Dataset shape before cleaning: (7752, 24)
Dataset shape after cleaning: (7585, 24)


In [3]:
# apply univariate feature selection

# initialize SelectKBest with ANOVA F-value test to select the 7 best features
selector = SelectKBest(f_classif, k=5)

# apply the SelectKBest object to the feature matrix and target vector
X_uni = selector.fit_transform(X, y)

# show dimensions of the feature matrix after feature selection
print('Dataset shape after univariate feature selection:', X_uni.shape)

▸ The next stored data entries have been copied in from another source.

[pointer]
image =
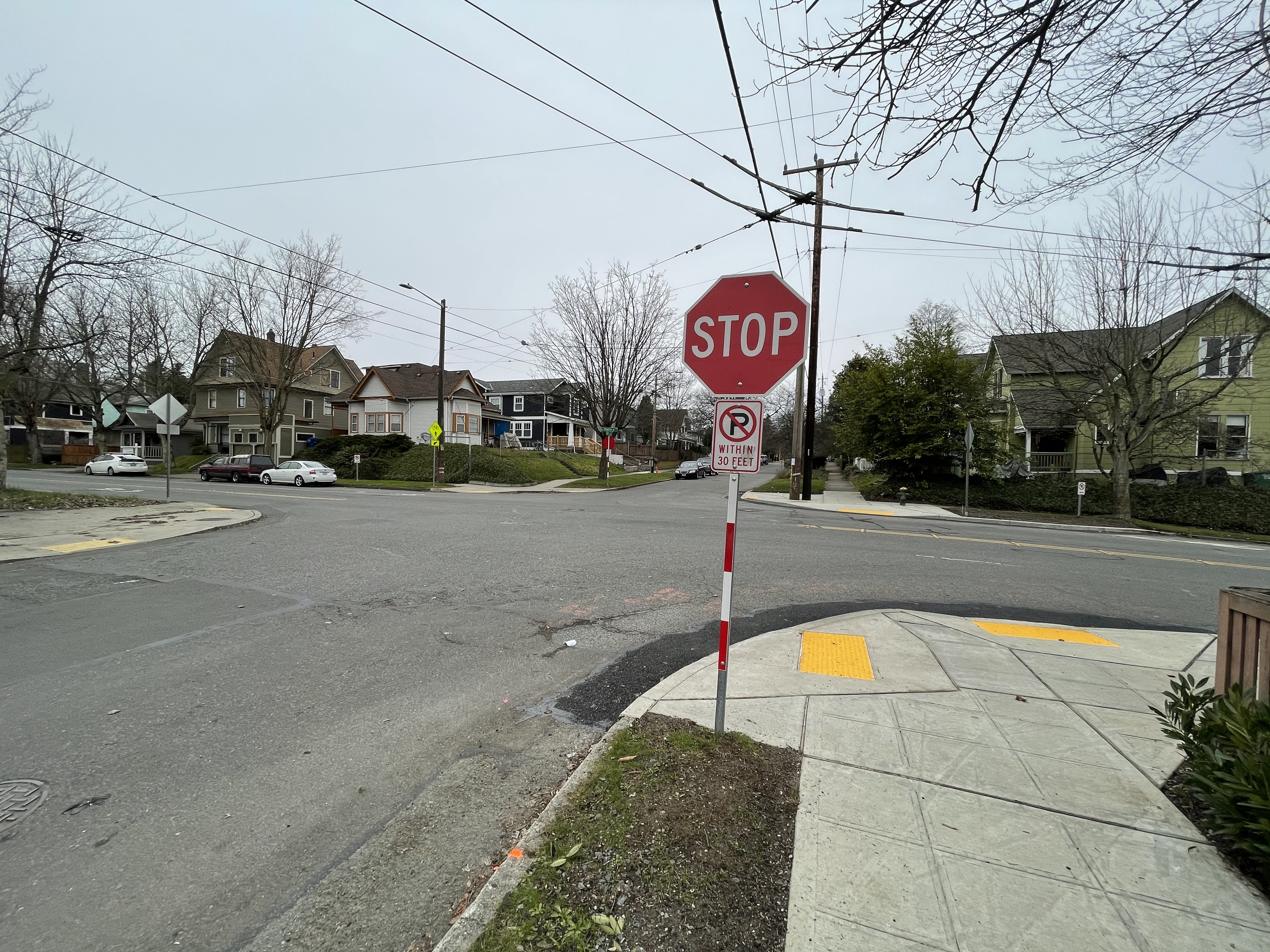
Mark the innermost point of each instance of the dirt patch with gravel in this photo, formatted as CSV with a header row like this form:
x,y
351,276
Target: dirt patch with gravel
x,y
679,842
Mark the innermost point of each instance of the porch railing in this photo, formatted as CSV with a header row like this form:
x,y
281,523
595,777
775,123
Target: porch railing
x,y
1244,642
581,444
1052,462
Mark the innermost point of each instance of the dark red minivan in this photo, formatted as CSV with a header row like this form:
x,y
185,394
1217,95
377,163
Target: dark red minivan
x,y
235,469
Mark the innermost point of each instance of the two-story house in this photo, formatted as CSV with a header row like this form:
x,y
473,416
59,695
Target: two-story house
x,y
546,413
1211,347
403,399
226,409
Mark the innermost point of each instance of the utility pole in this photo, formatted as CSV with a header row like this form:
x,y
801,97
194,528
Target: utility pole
x,y
440,451
815,324
797,434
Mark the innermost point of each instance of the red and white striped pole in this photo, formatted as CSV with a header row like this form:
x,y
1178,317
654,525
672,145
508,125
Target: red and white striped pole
x,y
726,602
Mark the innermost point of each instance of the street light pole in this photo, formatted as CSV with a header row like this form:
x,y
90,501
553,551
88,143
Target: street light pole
x,y
815,323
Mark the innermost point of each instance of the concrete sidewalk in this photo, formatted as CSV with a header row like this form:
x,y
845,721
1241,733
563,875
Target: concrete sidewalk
x,y
980,785
37,534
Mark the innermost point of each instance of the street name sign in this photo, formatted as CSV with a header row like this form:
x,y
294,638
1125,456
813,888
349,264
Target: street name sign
x,y
738,436
168,409
746,334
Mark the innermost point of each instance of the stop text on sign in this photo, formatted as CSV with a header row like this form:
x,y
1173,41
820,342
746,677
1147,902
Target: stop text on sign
x,y
752,337
746,334
738,436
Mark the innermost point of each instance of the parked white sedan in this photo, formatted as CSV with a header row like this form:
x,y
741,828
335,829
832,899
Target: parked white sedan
x,y
300,473
117,465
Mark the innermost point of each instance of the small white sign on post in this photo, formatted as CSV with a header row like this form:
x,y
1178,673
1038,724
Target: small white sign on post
x,y
738,436
168,409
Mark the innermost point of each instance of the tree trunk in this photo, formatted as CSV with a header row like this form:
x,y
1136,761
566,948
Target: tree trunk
x,y
35,449
4,451
1121,482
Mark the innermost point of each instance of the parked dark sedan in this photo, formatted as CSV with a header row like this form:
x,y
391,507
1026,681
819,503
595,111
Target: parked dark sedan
x,y
235,469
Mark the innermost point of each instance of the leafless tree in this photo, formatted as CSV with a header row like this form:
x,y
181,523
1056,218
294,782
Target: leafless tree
x,y
1131,83
615,337
1099,331
281,306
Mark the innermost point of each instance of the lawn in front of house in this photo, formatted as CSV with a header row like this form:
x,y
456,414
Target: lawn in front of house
x,y
679,840
23,499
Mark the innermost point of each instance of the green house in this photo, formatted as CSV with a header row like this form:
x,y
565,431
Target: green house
x,y
1038,381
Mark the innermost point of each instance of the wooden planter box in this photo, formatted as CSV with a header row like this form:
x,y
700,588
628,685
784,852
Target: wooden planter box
x,y
1244,642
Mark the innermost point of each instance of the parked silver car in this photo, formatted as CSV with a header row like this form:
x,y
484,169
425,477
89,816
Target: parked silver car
x,y
117,465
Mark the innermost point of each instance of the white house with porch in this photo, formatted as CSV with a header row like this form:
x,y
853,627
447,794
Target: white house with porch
x,y
403,399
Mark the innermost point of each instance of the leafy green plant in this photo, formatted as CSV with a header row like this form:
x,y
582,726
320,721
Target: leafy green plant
x,y
1226,739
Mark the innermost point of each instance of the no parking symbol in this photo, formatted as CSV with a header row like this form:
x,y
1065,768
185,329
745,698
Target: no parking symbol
x,y
737,436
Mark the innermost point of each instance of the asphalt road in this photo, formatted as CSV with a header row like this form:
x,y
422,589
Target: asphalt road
x,y
321,728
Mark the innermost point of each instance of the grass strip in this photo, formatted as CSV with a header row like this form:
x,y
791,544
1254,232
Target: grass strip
x,y
23,499
626,479
680,840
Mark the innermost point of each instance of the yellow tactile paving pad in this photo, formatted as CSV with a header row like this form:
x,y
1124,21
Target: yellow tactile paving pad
x,y
1036,631
840,655
92,544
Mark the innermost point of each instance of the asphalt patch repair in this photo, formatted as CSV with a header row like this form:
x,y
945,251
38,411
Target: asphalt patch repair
x,y
679,842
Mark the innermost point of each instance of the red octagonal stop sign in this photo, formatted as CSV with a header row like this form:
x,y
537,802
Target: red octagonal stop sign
x,y
746,334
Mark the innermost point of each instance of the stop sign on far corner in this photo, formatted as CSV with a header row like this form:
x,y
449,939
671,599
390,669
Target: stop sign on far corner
x,y
745,334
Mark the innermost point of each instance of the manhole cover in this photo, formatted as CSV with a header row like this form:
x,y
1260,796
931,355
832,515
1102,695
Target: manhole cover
x,y
20,798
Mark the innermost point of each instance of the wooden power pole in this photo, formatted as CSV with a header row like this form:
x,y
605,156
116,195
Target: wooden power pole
x,y
441,399
815,323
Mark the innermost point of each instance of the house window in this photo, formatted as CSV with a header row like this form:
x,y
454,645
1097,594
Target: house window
x,y
1222,436
1226,357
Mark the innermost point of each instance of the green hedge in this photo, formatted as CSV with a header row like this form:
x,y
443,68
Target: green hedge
x,y
1231,508
1226,740
398,457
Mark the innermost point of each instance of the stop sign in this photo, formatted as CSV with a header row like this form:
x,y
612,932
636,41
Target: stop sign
x,y
746,334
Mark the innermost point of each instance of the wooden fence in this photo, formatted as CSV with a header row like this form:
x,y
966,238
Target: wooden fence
x,y
1244,642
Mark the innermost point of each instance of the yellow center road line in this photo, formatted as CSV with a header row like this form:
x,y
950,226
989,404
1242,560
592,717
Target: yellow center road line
x,y
91,544
1037,545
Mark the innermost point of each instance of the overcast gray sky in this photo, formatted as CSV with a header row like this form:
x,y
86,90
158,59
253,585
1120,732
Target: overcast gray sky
x,y
199,99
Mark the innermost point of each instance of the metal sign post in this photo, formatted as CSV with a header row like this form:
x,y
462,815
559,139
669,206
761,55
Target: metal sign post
x,y
736,444
970,444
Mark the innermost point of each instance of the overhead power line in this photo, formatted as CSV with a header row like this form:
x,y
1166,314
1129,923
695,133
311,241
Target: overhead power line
x,y
745,124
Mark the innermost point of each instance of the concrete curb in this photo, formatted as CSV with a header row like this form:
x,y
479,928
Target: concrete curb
x,y
964,520
469,926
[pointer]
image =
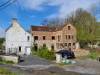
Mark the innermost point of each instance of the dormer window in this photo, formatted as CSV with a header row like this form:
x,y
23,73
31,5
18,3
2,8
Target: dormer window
x,y
28,38
69,27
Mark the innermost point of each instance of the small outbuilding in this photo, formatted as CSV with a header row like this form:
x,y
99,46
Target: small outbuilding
x,y
63,55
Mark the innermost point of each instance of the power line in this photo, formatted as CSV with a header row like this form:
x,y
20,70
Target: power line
x,y
6,4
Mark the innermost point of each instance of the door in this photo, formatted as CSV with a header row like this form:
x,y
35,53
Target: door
x,y
28,51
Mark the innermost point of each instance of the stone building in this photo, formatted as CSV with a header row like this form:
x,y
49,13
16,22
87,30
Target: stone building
x,y
18,41
54,38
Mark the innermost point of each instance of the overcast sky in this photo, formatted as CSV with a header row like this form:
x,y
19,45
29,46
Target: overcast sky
x,y
33,12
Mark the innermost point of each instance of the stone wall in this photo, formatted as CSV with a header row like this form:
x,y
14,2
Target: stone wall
x,y
10,58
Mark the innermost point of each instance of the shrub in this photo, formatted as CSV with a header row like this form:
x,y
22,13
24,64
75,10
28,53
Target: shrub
x,y
4,71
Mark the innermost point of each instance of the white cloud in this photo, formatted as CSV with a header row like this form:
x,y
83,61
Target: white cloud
x,y
2,32
33,4
65,6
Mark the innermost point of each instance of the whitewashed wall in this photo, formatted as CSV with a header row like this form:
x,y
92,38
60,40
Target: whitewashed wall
x,y
16,36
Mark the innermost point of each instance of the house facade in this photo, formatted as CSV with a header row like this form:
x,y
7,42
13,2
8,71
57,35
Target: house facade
x,y
54,38
18,41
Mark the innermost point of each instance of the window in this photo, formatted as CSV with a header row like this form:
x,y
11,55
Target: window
x,y
44,38
52,47
28,38
69,27
69,37
59,37
65,44
35,47
73,44
72,37
66,37
53,37
44,45
35,37
19,48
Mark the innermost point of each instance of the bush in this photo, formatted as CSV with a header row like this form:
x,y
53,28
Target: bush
x,y
4,71
6,62
93,54
45,53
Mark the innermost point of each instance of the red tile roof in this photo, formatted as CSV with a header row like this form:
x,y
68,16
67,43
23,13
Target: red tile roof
x,y
42,28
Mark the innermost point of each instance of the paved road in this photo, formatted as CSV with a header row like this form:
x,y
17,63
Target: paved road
x,y
37,66
34,60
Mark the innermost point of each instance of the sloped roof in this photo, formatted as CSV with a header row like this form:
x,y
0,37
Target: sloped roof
x,y
42,28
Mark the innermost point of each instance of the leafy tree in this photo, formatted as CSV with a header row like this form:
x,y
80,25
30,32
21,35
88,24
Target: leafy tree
x,y
1,42
85,24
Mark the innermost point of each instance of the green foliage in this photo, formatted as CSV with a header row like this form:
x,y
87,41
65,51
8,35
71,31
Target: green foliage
x,y
94,54
1,42
85,24
45,53
4,71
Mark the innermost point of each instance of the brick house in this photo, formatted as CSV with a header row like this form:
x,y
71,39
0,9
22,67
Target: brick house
x,y
54,38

# show the columns after the feature selection in ranking order
scores = selector.scores_ # get scores for all features
indices = np.argsort(scores)[-5:][::-1] # get indices of selected features in descending order
features = df.columns[:-2][indices] # get the names of the features
print('Five highest scoring columns after univariate feature selection (highest scores first):\n  ', 
      features.tolist())

Dataset shape after univariate feature selection: (7585, 5)
Five highest scoring columns after univariate feature selection (highest scores first):
   ['LDAPS_Tmax_lapse', 'Present_Tmax', 'LDAPS_Tmin_lapse', 'LDAPS_CC3', 'LDAPS_CC2']


In [4]:
# apply low variance feature selection

# instantiate the VarianceThreshold object
sel = VarianceThreshold(threshold=0.2)

# apply the VarianceThreshold to the dataset
X_low = sel.fit_transform(X)

# get columns of the selected features
columns = df.columns[:-2][sel.get_support()]

# pick the top five features
variances = X.var(axis=0)
indices = variances.argsort()[::-1]
columns = df.columns[:-2][indices][:5]

# print the selected columns
print('Five highest scoring columns after low variance feature selection (highest scores first):\n  ', 
      columns.tolist())

Five highest scoring columns after low variance feature selection (highest scores first):
   ['Solar radiation', 'DEM', 'LDAPS_LH', 'LDAPS_RHmin', 'station']


In [5]:
# Results:
#
# I used the univariate and low variance feature selections because they both were able to 
# process datasets with continuous values for this dataset. Low variance feature selection 
# didn't need to be modified, however, univariate feature selection did have to change from 
# 'chi2' scoring function to 'f_classif' as the latter can process continuous values.
#
# From these two feature selection methods, both of them chose different sets of five 
# features. It is interesting to see these results, as the univariate feature selection 
# process chose the features using both the feature and target variable and from my 
# understanding it looks at their relationship together. Meanwhile, the low variance 
# feature selection only looks at the feature variables. With this, these two different 
# sets of features selected is different but can include new insight into what features
# should be selected when going forth and training a model.